Body with tail streamers
Then, there is point three. Point three is, as a third party is in government typically, that there is a bridge between the two theories. This third point, therefore, admits that some of these fossils may indeed be the simple result of molting but that they may also show a level of sexual dimorphism via the streaming feathers of the tail. Personally, I believe point three allows us to view the hundreds of recovered Confuciusornis as a full spectrum of life; both male and female are represented as well as their molting habits. The only thing we are really and truly missing, should that be the case, is easily identifiable clutches of eggs and hatchlings and true juveniles of Confuciusornis. If those are found in abundance and well studied we may very well know this animal from birth to death and almost have a complete knowledge of a fossil animal minus the soft tissues which we do not have available to dissect and study.

©Daniel Bensen
This, therefore, brings me to a fantastic piece of art. In true 19th. century form, this bodily representation of C. dui has been laid out like a naturalist has just finished cataloging and inspecting the bodies of a male and female (or molted and un-molted if you prefer) Confuciusornis. This does a number of things for us. First of all it gives us an amazing look at, at least an interpretation, of the form of the body and a vivid color scheme which may have existed and beneficial to a bird at a time when flowering plants were just beginning to diversify the landscapes colors. Secondly, we have here a level of accuracy with the shape of the body that is very high and can thus picture this crow sized bird even better as a living and flying animal as it darts from tree to tree. The variations in color from male to female are what we typically expect in birds that show feathers as part of their blueprint for sexual dimorphism (reference the peafowl if you need to here) and the bill of C. dui is accurately detailed, which is important. Though there may be some detractors which say, and I do not know that there are for certain but someone always disagrees with what someone else says, it's inevitable, that some of the species of Confuciusornis are merely growth stages of the type species.

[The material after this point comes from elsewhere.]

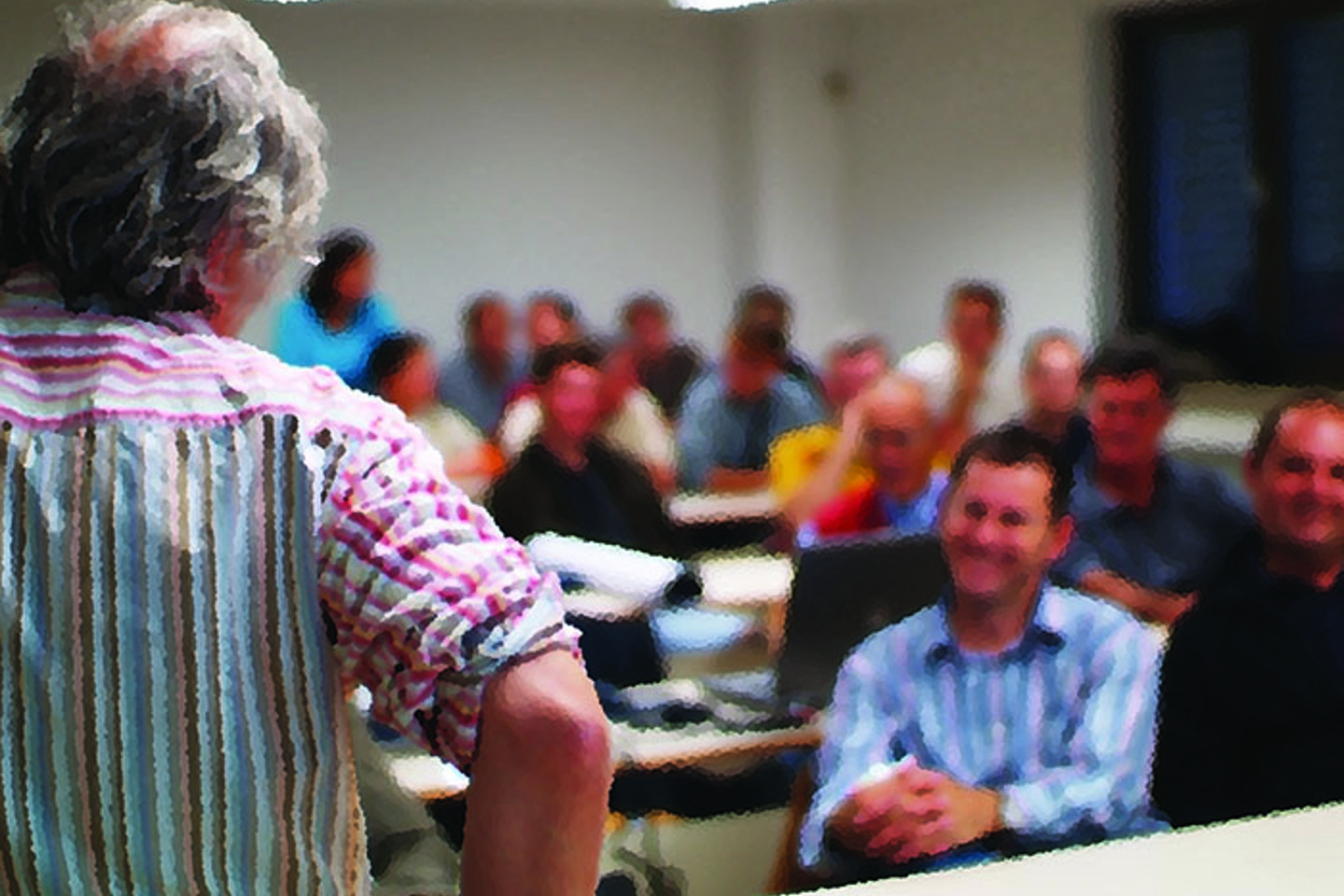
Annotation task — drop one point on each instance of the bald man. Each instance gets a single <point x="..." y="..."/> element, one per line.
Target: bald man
<point x="898" y="440"/>
<point x="1051" y="387"/>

Here you can see that the bill of C. dui is sloped upward which may have been good for any number of reasons that we do not fully understand and obviously was good for at least one specific role in the Early Cretaceous forests and plains of China or it would not have developed and been present in a successful species in multiple specimens. Having trouble coping with that idea? Please look at this for a second and think about how life has a history of repeating itself when it finds something successful. I would venture to guess that the sloping upward of the bill in C. dui is in some way related to insect predation, like perhaps the insects on which this species fed liked to tunnel upwards into tree bark and an upturned beak would have allowed it to grasp the silly insects in their upward facing tunnels. Compare this beak, though, with the beak of the type species, C. sanctus. The bill of C. sanctus, the lower set of Confuciusornis, again male and female represented, in the above illustration, have hardy seed crunching beaks made, it appears, for opening large resilient seed casings to get at the meat inside. Some birds have been removed or are potentially being removed from Confuciusornis based on the bills, but in that case, I refer us back again to Darwin's Finches. Something to think about with the remainder of your Saturday!